What Helped IndiGo, SpiceJet Defy The Gloomy Earnings Season
An IndiGo aircraft prepares to land at Chhatrapati Shivaji International Airport in Mumbai, India (Photographer: Dhiraj Singh/Bloomberg)  

What Helped IndiGo, SpiceJet Defy The Gloomy Earnings Season

IndiGo parent InterGlobe Aviation Ltd. and SpiceJet Ltd.—the two listed airlines in India—clocked their highest ever operational numbers in the first quarter even as most companies on the Nifty 50 index missed estimates halfway through the June quarter earnings season.

Of the 32 Nifty 50 constituents that have announced their June quarter results, 17 missed estimates, the most since at least September 2017, according to data compiled by BloombergQuint.

India’s largest and second-largest airline reported threefold and twofold jump in their Ebitdar (earnings before interest, tax, depreciation and amortisation and rental cost) respectively, mainly aided by higher ticket prices, rise in passenger growth and adoption of new accounting standard Ind AS-116.

Higher ticket prices and passenger growth was on account of shutdown of India’s oldest privately owned full-service carrier—Jet Airways (India) Ltd—in early April.
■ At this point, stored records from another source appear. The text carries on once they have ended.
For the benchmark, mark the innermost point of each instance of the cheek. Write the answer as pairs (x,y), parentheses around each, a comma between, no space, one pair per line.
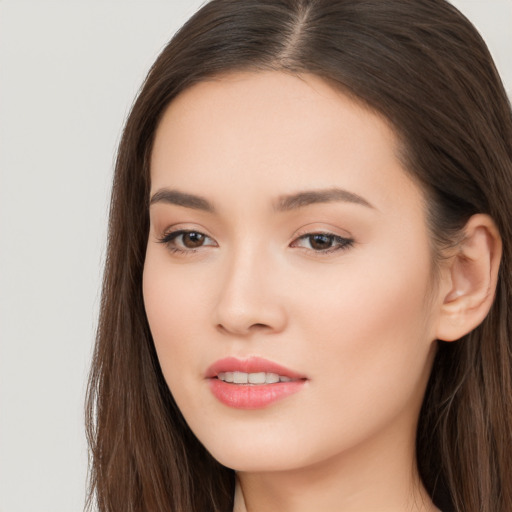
(373,328)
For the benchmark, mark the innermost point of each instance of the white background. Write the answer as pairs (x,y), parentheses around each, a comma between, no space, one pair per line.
(69,71)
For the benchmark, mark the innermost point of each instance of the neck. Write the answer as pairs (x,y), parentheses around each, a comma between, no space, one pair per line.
(367,481)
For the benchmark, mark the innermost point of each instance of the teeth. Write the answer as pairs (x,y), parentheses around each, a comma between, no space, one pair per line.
(252,378)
It led to a hike in ticket prices but also helped the larger carriers grab Jet’s market share. This, however, may be short-lived as yields, which measure average fare per passenger per kilometer, have normalised and overall passenger growth is in single digits.

Most of the benefits of Jet shutdown have now normalised, according to Santosh Hiredesai, research analyst at SBICAP Securities. “Yields have currently come down to last year levels, while the overall passenger growth is in single digit.” This, according to Hiredesai, means that there is some slowdown in the sector also. “Generally, lower yields should be complemented by higher passenger growth rate or vice versa to suggest that the sector is growing well.”

IndiGo outperformed its smaller peer SpiceJet in the first quarter of financial year 2019-20. InterGlobe Aviation’s yield jumped the most since listing, while that of SpiceJet increased the least in last three quarters. The latter, however, continues to earn higher revenue compared to IndiGo.

IndiGo and SpiceJet’s cost per seat kilometer were lower in the April-June period due to lower fuel prices. IndiGo’s cost declined the most in last 11 quarters, aided by its fuel-efficient aircraft fleet.

Both the airlines increased their capacity by 30 percent compared to last year to make the most of Jet Airways’ shutdown. However, due to a lower passenger growth, the load factor—which measures capacity utilisation—fell for both the airlines. SpiceJet’s passenger load factor decline by 100 basis points while that of IndiGo declined by 40 basis points compared to last year.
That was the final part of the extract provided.